20. A viral DNA construct encoding for an adenovirus capable of replication in a human or animal tumor cell comprising one or more selected transcription factor binding sites operatively positioned together with one or more of the E1B, E2 and E3 open reading frames such as to promote expression of one or more E1B, E2 and E3 proteins in the presence of said selected transcription factor, wherein the level or activity of the transcription factor is increased in a human or animal tumor cell relative to that of a normal human or animal cell of the same type; and a therapeutic gene.

21. A viral construct according to claim 20 wherein the selected transcription factor binding sites are selected from Tcf-4, RBPJK, Gli-1, HIF1 alpha and telomerase promoter binding sites.

22. A viral construct according to claim 20 wherein the therapeutic gene is a suicide gene expressed in a replication-dependent manner.

23. A viral construct as claimed in claim 20 wherein the therapeutic gene is positioned between the fibre gene and E4 in the major late transcription unit.

24. A viral construct as claimed in claim 20 wherein one or more of the selected transcription factor binding sites are inserted into the right hand terminal repeat such as to provide sufficient symmetry to allow it to base pair to the left hand ITR during replication.

25. A viral construct as claimed in claim 20 wherein the viral construct encodes a full complement of adenoviral proteins.

26. A virus comprising or encoded by the DNA construct as claimed in claim 20.

27. A method for treating a patient in need of therapy for a neoplasm wherein a viral DNA construct as claimed in claim 20 is caused to infect tissues of the patient, including or restricted to those of the neoplasm, and allowed to replicate such that neoplasm cells are caused to be killed.

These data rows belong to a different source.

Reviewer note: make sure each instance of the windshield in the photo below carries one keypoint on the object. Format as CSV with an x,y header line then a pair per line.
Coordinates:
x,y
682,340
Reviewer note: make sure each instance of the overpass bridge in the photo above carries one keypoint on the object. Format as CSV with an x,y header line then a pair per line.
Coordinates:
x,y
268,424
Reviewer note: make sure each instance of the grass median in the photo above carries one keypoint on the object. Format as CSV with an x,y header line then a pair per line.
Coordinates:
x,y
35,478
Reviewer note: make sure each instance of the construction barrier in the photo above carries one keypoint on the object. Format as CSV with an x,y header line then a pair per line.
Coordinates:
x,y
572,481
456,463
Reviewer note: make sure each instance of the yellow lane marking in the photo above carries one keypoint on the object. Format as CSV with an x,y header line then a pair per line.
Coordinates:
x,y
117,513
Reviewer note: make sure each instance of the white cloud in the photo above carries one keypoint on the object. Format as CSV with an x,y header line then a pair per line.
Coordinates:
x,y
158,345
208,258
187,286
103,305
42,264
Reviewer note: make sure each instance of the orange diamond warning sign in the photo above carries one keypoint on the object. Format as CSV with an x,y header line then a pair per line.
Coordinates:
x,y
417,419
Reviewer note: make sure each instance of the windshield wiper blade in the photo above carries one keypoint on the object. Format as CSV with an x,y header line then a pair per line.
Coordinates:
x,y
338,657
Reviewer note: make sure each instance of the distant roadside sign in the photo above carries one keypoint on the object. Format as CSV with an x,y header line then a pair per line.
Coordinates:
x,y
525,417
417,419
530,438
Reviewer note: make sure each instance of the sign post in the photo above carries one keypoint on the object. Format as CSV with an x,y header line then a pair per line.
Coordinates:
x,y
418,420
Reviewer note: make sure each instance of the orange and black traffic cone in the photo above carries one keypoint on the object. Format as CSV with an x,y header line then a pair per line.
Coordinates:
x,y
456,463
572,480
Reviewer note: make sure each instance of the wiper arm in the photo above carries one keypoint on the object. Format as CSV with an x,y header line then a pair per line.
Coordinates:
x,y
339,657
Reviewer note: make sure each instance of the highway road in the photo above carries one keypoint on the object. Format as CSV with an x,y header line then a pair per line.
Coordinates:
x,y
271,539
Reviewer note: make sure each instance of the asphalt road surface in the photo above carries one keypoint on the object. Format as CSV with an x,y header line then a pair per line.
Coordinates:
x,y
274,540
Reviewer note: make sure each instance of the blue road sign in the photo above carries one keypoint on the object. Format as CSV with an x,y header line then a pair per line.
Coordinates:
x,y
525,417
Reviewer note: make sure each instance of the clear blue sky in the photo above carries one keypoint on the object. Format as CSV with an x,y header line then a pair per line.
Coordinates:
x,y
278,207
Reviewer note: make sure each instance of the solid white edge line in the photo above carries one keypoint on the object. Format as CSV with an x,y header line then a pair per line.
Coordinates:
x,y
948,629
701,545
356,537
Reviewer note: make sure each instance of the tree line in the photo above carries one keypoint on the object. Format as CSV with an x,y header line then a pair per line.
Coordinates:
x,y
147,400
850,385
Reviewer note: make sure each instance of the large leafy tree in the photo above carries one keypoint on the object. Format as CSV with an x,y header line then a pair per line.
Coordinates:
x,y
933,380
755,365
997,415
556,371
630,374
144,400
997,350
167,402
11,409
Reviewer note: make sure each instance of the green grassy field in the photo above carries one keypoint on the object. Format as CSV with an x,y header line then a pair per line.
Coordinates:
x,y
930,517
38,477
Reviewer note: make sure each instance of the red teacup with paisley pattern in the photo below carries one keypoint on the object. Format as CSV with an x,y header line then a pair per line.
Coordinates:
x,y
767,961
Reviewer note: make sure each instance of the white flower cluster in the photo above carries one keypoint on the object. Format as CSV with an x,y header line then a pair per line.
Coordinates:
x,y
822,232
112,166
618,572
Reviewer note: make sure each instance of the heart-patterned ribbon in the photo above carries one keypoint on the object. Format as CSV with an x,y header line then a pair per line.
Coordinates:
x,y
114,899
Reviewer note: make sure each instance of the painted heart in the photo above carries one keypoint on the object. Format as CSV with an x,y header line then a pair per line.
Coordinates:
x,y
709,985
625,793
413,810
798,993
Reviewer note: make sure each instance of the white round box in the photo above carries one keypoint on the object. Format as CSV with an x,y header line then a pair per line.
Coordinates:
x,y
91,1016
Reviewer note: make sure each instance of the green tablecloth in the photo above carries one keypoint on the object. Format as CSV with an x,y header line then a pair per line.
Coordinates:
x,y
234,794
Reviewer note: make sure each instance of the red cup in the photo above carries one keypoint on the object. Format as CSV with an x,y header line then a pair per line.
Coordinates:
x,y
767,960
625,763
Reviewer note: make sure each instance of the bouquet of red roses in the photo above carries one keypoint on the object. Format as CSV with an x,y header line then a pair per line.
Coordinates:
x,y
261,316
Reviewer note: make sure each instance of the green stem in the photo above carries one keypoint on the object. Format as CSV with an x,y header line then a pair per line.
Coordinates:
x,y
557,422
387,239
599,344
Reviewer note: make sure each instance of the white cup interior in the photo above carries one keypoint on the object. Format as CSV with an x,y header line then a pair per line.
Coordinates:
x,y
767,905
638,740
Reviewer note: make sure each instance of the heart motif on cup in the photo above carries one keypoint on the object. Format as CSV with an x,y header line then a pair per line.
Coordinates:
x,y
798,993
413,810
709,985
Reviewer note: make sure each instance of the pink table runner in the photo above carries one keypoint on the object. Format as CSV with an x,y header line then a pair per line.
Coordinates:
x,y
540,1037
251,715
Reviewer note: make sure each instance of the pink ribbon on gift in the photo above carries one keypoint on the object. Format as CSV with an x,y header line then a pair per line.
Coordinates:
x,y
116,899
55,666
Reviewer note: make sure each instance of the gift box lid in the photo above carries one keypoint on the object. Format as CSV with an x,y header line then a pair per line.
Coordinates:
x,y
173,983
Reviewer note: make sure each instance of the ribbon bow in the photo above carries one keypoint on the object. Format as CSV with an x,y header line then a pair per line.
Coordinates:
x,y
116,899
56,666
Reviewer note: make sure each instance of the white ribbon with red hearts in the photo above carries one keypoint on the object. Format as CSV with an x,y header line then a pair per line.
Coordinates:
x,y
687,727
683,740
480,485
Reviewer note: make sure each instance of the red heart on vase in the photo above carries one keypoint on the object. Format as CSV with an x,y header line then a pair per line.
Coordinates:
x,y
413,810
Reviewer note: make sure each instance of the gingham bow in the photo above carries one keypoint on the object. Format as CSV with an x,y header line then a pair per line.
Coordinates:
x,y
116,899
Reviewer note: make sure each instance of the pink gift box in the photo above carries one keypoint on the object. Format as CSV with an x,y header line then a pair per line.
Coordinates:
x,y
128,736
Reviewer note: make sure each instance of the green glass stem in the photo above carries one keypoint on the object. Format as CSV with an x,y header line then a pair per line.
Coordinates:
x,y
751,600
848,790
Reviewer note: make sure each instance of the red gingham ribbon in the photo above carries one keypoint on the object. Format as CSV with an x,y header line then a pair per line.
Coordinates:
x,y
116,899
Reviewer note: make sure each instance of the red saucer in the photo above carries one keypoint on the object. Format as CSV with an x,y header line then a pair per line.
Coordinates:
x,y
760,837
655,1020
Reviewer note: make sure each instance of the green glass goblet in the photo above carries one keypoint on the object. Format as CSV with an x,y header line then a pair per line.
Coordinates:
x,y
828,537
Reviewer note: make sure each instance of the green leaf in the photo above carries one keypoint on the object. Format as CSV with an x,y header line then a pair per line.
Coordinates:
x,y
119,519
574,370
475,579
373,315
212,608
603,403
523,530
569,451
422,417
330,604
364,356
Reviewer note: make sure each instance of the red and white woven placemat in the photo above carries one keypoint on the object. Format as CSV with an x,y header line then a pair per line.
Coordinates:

28. A method as claimed in claim 27 characterised in that the patient is in need of therapy for a colon cell derived tumor.

29. A method of producing a viral DNA construct encoding for an adenovirus capable of selective replication in a human or animal tumor cell comprising removal of regions comprisng one or more wild type transcription factor binding sites from one or more viral promoters and replacement of said regions with one or more tumor specific transcription factor binding sites, wherein the replacement with tumor specific transcription factor provides spare packaging capacity in the viral construct; inserting a therapeutic gene; and retaining a full complement of wild type viral genes in the construct.

30. A method as claimed in claim 29 wherein the therapeutic gene is a suicide gene.

31. A method as claimed in claim 30 wherein the suicide gene is inserted between the fibre gene and the E4 region.